2502. Sinfulness of Negligence in Resisting Temptations.—It is sinful not to struggle against temptation, since he who in no way resists, not even passively, surrenders or yields to sin. Hence, the Church condemned the quietistic indifference to temptation of Molinos (Denzinger, nn. 1237, 1257, 1267). It is also sinful to resist, but only insufficiently, as regards promptness, vigor, manner, etc.

(a) The Theological Malice.—It is mortally or venially sinful to be negligent against temptation, according to the greatness or smallness of the danger to which the negligence exposes one (see 256-262). Thus, it is not a serious sin to omit all resistance to a weak and dying temptation, or to neglect from indolence or other venial fault all external resistance when the danger is made remote by the internal displeasure or resolution; but it is a serious sin to trifle with any very attractive temptation or to put off resistance until a progressing temptation has grown formidable and made self-control difficult, and this is true even though consent is not finally given to the impure suggestion.
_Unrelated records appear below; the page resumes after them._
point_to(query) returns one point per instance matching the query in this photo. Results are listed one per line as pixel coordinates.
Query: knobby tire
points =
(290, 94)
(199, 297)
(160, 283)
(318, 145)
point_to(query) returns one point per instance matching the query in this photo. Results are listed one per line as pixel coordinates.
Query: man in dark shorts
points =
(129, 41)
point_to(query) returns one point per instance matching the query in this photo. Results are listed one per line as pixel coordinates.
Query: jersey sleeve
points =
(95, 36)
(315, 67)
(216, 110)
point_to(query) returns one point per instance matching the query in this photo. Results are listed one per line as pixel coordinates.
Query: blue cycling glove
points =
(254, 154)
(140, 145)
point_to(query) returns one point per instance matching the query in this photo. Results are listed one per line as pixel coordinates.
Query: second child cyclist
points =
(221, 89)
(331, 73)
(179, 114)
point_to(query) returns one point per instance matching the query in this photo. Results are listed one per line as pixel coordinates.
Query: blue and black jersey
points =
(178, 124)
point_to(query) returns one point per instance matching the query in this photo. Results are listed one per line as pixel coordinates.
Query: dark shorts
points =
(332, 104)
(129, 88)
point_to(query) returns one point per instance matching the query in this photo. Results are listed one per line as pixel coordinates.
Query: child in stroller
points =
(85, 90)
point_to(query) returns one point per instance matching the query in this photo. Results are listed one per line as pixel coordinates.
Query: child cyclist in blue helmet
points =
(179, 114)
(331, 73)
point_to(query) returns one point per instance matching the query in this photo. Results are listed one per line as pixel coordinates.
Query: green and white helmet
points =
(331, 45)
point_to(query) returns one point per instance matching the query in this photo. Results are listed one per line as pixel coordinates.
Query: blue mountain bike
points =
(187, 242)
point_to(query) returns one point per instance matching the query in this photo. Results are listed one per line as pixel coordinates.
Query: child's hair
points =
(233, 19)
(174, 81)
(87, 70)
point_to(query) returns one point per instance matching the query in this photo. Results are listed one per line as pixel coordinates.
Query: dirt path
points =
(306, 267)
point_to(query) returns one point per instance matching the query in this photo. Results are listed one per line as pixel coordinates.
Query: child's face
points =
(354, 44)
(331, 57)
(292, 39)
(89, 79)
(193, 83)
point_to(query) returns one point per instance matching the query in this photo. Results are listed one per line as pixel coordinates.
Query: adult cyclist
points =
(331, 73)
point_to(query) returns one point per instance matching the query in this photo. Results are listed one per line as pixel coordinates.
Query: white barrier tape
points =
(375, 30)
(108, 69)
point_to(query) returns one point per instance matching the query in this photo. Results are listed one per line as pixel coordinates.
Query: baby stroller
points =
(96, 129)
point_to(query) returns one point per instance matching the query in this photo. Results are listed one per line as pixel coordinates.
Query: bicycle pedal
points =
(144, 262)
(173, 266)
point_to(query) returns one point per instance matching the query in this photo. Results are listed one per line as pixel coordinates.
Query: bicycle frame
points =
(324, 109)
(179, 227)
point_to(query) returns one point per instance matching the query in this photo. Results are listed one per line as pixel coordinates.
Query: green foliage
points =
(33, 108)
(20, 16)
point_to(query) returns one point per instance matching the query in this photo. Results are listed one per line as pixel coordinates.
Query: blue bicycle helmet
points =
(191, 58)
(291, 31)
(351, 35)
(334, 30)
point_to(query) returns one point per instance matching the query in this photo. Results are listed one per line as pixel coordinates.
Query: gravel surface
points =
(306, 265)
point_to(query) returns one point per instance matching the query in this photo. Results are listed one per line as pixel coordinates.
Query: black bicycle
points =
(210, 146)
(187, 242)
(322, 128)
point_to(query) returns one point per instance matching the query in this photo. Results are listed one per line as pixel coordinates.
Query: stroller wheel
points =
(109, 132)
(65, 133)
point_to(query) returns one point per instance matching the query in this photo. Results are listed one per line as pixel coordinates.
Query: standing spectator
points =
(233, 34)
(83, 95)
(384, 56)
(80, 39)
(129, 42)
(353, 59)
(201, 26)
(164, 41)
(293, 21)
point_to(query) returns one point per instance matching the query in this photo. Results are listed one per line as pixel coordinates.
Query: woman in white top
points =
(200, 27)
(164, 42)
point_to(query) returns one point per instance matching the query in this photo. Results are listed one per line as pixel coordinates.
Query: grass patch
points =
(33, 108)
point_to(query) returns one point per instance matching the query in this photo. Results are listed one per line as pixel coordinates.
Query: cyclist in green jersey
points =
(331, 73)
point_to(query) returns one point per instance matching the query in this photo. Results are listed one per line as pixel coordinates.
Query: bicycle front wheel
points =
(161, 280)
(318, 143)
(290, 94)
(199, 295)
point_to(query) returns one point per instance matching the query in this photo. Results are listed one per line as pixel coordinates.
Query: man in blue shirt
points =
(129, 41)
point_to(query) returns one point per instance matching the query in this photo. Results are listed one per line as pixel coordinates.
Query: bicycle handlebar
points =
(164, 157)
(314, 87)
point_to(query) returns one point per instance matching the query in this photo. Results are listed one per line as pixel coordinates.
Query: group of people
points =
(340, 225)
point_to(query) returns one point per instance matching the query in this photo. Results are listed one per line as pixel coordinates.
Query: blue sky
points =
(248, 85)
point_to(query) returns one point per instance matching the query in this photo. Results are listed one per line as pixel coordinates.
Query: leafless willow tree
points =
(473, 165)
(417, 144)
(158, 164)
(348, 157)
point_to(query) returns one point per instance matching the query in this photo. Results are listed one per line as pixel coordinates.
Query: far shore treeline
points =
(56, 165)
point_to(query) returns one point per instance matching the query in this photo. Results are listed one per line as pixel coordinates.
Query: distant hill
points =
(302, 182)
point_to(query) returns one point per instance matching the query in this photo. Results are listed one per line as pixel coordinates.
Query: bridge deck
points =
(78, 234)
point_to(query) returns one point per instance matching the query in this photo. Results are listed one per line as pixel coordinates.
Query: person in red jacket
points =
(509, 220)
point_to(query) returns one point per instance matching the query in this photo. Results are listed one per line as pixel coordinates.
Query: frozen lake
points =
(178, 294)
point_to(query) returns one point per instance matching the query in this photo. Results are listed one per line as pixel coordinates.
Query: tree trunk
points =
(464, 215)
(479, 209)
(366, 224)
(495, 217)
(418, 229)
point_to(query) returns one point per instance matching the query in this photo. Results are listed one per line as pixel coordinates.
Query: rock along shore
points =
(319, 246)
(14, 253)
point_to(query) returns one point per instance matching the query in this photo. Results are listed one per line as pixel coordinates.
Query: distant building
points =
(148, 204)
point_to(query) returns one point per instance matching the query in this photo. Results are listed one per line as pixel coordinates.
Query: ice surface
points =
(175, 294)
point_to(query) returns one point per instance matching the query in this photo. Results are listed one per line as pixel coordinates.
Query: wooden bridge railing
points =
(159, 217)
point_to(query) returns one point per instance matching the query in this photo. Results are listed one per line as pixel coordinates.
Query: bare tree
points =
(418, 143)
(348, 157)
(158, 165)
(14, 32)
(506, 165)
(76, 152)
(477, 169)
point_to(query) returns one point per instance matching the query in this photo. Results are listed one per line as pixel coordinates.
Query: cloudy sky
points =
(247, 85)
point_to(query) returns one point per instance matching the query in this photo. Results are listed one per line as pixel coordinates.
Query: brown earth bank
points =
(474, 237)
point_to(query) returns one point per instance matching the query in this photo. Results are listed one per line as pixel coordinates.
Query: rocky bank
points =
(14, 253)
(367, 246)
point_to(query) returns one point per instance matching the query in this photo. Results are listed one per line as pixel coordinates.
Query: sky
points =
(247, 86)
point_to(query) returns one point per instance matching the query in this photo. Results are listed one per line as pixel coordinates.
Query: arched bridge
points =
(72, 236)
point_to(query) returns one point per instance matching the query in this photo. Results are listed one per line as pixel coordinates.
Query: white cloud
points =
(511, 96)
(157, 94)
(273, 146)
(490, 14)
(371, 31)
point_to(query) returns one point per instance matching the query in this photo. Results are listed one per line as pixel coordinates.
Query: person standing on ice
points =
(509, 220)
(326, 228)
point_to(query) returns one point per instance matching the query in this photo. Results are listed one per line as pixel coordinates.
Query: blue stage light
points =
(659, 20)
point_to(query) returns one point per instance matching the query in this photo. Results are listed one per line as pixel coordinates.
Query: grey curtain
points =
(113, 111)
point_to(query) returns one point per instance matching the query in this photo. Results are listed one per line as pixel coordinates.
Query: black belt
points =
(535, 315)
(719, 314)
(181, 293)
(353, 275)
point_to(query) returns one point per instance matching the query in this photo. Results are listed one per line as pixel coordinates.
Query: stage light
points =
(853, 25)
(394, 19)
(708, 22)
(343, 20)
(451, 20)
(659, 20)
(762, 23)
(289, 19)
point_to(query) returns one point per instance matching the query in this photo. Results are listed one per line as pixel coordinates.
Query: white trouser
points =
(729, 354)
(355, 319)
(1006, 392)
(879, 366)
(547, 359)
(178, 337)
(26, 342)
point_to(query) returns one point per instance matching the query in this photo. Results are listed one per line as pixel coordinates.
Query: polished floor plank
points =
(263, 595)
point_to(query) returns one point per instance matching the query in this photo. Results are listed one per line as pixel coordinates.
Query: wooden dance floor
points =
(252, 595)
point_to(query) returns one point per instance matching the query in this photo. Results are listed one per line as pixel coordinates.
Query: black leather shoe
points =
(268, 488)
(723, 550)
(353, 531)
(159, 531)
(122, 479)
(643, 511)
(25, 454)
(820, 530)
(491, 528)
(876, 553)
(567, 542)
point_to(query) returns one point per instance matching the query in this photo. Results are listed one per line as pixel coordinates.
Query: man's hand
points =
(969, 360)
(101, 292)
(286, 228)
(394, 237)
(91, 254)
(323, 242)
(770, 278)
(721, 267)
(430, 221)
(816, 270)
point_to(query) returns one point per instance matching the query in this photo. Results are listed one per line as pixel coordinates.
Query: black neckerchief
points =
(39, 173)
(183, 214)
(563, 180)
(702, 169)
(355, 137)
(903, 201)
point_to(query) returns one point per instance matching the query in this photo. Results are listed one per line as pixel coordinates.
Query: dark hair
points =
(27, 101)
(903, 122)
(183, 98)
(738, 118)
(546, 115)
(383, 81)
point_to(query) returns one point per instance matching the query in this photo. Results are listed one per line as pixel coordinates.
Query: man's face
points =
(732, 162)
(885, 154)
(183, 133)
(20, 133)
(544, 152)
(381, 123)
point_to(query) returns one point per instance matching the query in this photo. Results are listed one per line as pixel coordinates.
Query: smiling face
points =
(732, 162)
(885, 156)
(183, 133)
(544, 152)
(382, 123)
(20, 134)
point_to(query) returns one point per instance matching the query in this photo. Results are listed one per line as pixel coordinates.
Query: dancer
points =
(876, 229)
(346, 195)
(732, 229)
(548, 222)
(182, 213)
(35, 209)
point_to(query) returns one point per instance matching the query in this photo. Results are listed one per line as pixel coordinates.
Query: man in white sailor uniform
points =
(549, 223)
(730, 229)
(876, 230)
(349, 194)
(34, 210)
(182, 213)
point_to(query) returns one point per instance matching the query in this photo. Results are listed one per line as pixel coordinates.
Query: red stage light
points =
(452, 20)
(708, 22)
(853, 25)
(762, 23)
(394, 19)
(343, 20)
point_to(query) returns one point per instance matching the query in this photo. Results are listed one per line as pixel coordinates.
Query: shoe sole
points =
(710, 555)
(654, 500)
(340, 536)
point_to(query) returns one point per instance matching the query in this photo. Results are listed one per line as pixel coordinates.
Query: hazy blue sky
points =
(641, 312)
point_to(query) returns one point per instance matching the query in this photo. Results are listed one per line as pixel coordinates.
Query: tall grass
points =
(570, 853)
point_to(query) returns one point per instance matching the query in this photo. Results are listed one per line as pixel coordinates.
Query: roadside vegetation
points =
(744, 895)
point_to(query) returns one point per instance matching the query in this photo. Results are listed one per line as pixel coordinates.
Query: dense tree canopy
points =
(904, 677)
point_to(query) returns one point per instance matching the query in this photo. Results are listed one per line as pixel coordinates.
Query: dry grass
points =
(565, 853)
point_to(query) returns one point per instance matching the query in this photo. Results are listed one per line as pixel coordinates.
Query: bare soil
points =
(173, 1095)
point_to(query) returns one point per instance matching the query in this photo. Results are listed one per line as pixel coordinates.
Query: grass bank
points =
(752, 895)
(b) The Moral Malice.—Negligences in reference to carnal temptations do not differ specifically but only in degree, according to the approach the stimuli make towards complete lust. Even when there is an object (e.g., fornication, adultery) before the mind, the difference in species of the object, it seems, does not induce a difference in species of the sin, since the sin is the general one of carelessness in presence of temptation. Hence, it suffices to confess that one has been remiss in banishing impure emotions or thoughts.

2503. Applications.—(a) The principles here given in reference to emotions of the sensible appetite and rebellions of the flesh should be applied to other involuntary acts in the imagination, reason and will (see 129). Thus, thoughts or images of impure scenes that pass through the mind should be treated in the same way as temptations of the flesh.

(b) The principles here given about the person who suffers temptation should also be applied to the person who causes temptation. Since it is a mortal sin to commit impurity, it is also a mortal sin to solicit impurity; since it is a mortal sin of lust to make oneself drunk in order to experience carnal emotions, it is also a mortal sin of lust to make another person drunk that he may become likewise inflamed; since it is a mortal sin to expose oneself to extreme danger by reading a pornographic work, it is also a mortal sin to wish to expose another to a like danger. And this is true even though the temptation is unsuccessful. Physicians who minimize the wrong of masturbation, or who counsel fornication to young men on the absurd plea that continence is unhealthy or productive of impotency, share in the guilt of pollution or fornication which they counsel; and young persons who seek to win the sinful love of others by nourishing their hair, painting their faces, exposing their bodies, etc., have the guilt, if not the gain, of seduction.